Reasons behind emerging markets correction

A confluence of recent events has been pressuring emerging countries' equity markets. Over the past couple of years emerging and developed markets have been moving in lockstep, but the two have diverged recently.

Source: JPMorgan

What's behind this underperformance in emerging markets stocks? It seems that a number of simultaneous developments has contributed to the sell-off:

1. The spectacular decline in shares of Apple has put downward pressure on some of its Asian suppliers and related technology firms.

2. Weaker than expected growth in China (see post) is contributing to the sell-off (see Bloomberg story from earlier this week).

3. The emerging strength of Japan's exporters due to rapid yen devaluation (see post) is hurting the regional competitors, particularly in South Korea. The KOSPI index is down over 6% year-to-date.

4. The recent violent commodity sell-off especially in metals and energy is pressuring commodity producers such as Russia. Russia's export sector is a one-trick pony, except for some arms sales and a sprinkle of IT services. That's why with oil sharply lower (see post), the Russian stock market is down 13% year-to-date. Other commodity exporters, from Brazil to South Africa, got hit as well.

5. Negative economic surprises in the US are not helping. The US index of leading economic indicators and the Philadelphia Fed Survey both disappointed today. As discussed, the US has entered its fourth year of seasonal spring slowdown (see post). Expectations of weaker demand from the US are hurting emerging market indices.
Bloomberg: - Emerging-market stocks dropped to the lowest level in almost five months as Apple Inc.'s Asian suppliers retreated on speculation sales are slowing and concern grew that the global economy is faltering.

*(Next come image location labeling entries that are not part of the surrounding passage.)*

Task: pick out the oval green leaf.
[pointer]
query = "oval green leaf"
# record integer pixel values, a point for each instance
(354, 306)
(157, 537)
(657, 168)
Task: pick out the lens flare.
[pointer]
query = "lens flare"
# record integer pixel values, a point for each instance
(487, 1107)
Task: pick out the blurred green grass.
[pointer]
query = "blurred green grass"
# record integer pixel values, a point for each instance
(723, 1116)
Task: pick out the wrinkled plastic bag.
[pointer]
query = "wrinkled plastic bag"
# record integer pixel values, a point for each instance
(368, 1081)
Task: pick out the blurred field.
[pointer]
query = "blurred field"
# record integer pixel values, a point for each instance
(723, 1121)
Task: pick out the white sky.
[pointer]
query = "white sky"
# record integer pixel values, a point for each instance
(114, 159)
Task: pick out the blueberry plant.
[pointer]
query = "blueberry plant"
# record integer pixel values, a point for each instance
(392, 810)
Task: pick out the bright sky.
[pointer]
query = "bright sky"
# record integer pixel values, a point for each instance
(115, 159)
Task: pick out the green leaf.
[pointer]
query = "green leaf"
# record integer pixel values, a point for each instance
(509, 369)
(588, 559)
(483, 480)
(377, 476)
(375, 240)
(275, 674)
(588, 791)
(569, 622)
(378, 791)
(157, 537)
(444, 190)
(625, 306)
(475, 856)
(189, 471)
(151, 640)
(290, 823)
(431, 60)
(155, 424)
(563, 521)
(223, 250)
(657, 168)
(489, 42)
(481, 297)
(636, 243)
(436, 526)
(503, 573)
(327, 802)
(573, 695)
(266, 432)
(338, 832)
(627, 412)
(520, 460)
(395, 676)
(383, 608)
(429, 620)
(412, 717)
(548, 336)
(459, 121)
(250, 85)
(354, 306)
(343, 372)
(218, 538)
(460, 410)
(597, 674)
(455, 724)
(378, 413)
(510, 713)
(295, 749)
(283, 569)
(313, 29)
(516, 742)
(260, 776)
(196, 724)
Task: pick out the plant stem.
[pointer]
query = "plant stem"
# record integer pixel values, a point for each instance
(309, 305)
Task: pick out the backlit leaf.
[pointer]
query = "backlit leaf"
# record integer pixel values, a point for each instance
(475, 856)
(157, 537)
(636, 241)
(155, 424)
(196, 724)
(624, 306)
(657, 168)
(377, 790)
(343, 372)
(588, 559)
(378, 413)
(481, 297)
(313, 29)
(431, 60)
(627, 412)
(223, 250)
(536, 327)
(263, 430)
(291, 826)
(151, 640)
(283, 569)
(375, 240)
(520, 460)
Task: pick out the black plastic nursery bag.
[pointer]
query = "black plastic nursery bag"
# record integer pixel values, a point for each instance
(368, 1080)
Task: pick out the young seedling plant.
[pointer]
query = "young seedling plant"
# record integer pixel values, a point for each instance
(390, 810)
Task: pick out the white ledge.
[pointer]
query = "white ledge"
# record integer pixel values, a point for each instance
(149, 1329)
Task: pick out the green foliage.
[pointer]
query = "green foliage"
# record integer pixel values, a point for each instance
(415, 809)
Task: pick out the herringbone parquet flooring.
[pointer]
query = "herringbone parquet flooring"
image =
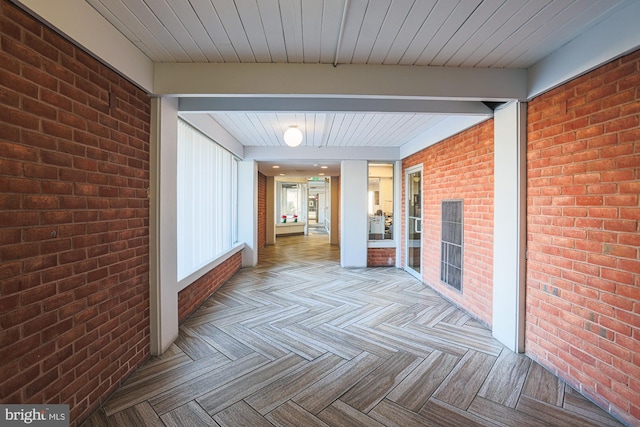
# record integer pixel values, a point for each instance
(299, 341)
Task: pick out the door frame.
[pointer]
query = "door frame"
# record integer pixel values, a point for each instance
(407, 173)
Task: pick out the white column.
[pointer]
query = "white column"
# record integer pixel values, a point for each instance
(353, 213)
(163, 276)
(335, 204)
(248, 211)
(509, 236)
(271, 211)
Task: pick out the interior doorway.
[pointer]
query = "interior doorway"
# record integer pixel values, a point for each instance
(319, 205)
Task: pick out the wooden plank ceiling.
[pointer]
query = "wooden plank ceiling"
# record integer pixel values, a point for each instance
(450, 33)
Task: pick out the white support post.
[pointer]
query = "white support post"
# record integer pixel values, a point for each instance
(163, 276)
(248, 211)
(509, 238)
(353, 213)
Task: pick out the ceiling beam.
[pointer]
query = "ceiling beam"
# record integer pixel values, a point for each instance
(361, 105)
(615, 36)
(349, 80)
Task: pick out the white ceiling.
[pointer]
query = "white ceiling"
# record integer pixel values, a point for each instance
(450, 33)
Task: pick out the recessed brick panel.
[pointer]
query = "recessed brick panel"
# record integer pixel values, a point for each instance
(74, 267)
(381, 257)
(460, 167)
(583, 273)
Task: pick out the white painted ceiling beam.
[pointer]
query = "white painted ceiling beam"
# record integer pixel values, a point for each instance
(354, 80)
(361, 105)
(612, 38)
(282, 154)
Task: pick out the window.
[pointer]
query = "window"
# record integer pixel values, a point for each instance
(207, 200)
(380, 201)
(451, 244)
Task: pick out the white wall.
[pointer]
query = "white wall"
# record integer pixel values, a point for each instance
(353, 213)
(509, 236)
(163, 274)
(248, 211)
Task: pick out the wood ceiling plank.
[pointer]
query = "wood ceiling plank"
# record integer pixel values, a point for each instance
(560, 29)
(215, 29)
(490, 26)
(130, 26)
(312, 20)
(353, 24)
(331, 18)
(415, 19)
(430, 28)
(451, 26)
(254, 28)
(468, 30)
(394, 19)
(230, 19)
(152, 24)
(504, 33)
(196, 31)
(371, 25)
(510, 33)
(272, 26)
(291, 13)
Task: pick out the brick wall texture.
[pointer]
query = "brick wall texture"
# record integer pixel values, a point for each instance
(74, 236)
(461, 167)
(381, 257)
(192, 297)
(583, 273)
(262, 210)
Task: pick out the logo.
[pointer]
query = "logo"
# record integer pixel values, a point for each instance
(34, 415)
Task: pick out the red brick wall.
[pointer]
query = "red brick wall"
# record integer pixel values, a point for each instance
(74, 263)
(262, 210)
(191, 297)
(381, 257)
(461, 167)
(583, 274)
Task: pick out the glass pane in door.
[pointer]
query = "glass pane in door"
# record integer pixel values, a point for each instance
(414, 222)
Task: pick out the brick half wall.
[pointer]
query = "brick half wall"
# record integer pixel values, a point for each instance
(583, 273)
(192, 297)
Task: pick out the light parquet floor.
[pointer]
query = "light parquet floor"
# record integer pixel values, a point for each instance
(299, 341)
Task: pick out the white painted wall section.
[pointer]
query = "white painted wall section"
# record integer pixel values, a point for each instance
(509, 238)
(163, 275)
(353, 213)
(248, 211)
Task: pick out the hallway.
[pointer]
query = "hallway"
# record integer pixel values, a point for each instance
(299, 341)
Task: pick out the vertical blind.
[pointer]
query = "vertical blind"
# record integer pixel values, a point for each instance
(207, 200)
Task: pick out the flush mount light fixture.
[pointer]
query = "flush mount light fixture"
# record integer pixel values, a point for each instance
(293, 136)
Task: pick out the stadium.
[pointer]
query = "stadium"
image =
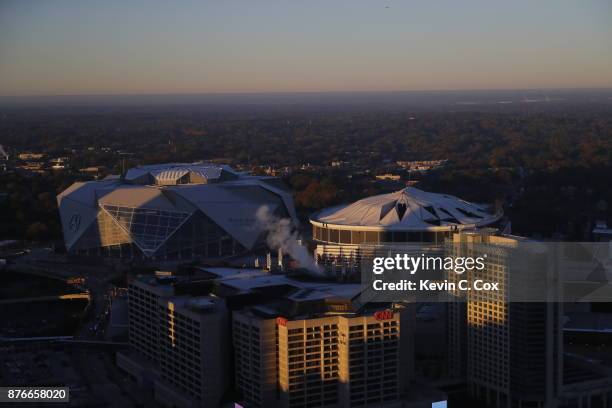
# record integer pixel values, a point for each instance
(170, 211)
(408, 215)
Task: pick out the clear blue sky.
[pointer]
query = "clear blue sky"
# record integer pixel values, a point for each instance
(134, 47)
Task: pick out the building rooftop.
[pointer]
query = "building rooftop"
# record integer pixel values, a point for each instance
(405, 210)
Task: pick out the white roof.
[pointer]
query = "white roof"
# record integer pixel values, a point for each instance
(170, 173)
(409, 209)
(231, 202)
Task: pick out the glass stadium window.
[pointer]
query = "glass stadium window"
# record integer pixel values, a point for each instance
(148, 227)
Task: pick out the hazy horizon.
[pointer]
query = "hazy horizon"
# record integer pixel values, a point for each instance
(137, 47)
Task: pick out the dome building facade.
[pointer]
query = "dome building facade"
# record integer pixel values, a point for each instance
(170, 211)
(409, 215)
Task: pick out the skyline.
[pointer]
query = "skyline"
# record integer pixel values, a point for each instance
(73, 48)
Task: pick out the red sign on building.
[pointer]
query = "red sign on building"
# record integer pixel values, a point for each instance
(383, 315)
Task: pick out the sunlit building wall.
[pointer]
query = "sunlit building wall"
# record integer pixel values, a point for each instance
(327, 361)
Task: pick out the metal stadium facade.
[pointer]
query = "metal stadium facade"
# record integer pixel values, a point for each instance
(407, 215)
(170, 211)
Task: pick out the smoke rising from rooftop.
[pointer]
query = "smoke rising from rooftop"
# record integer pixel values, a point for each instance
(282, 236)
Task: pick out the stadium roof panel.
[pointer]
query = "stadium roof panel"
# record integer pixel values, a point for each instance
(152, 203)
(405, 210)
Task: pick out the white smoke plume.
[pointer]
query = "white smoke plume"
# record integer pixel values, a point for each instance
(282, 236)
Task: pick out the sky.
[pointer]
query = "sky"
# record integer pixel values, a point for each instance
(74, 47)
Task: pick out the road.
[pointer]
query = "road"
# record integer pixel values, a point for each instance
(96, 367)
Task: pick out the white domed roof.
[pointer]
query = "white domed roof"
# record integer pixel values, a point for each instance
(409, 209)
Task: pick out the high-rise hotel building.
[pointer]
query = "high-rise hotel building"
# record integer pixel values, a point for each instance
(276, 341)
(509, 351)
(178, 343)
(329, 359)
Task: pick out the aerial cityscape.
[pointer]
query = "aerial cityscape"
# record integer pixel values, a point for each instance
(343, 204)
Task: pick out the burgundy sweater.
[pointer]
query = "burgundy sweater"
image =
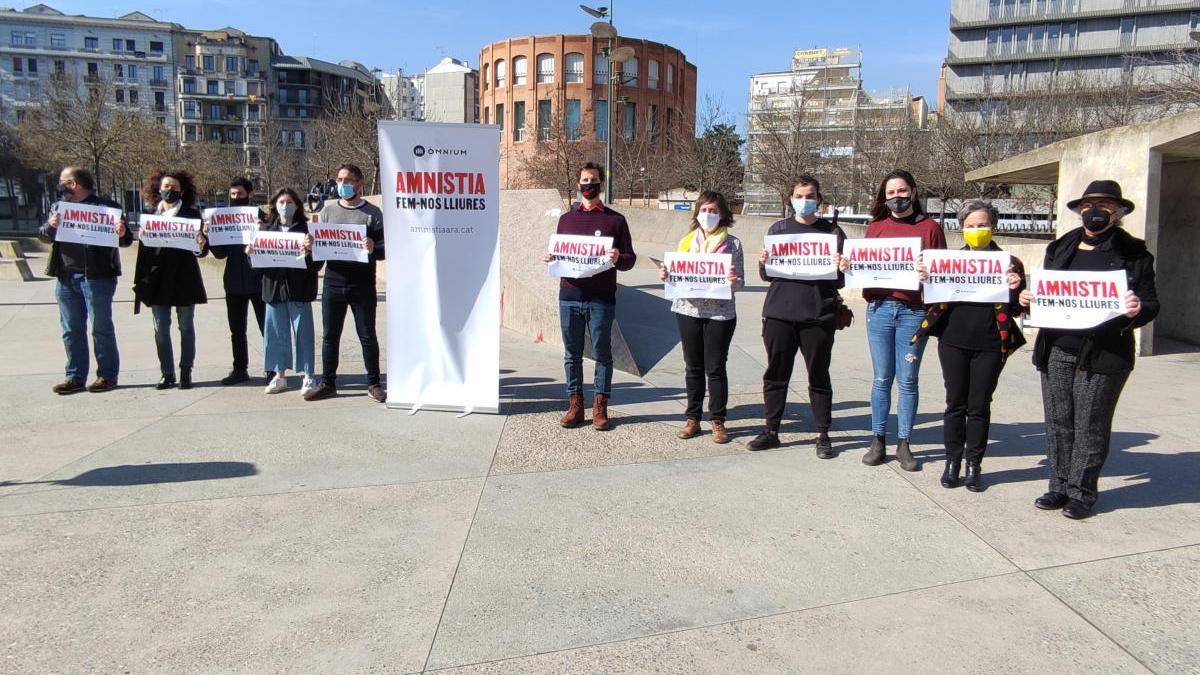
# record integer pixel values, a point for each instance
(604, 222)
(931, 237)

LG Display Co. slid the most in four months in Seoul after audio-chipmaker Cirrus Logic Inc. reported an inventory glut that suggests slowing iPhone sales. Jiangxi Copper Co. sank 2.5 percent in Hong Kong, while Russia’s Micex Index reversed earlier gains, closing at the lowest level since June 25.

Brazil’s Bovespa index rebounded from a nine-month low, as Gol Linhas Aereas Inteligentes SA jumped 11 percent. The MSCI Emerging Markets Index fell 0.4 percent to 997.33 in New York, the lowest level since Nov. 28. Stocks joined losses in the U.S. equity market as data on leading economic indicators and Philadelphia-area manufacturing trailed estimates. Earlier this week, the International Monetary Fund trimmed its global growth forecast.

“It’s global, very much like a cold that seems to be going around,” Lawrence Creatura, a Rochester, New York-based fund manager at Federated Investors Inc., which oversees about $380 billion, said by phone. “Earlier in the year, the macro data was on a more reliably upward trajectory. Now there appears to be a moderation going on.”
There is "moderation going on" indeed.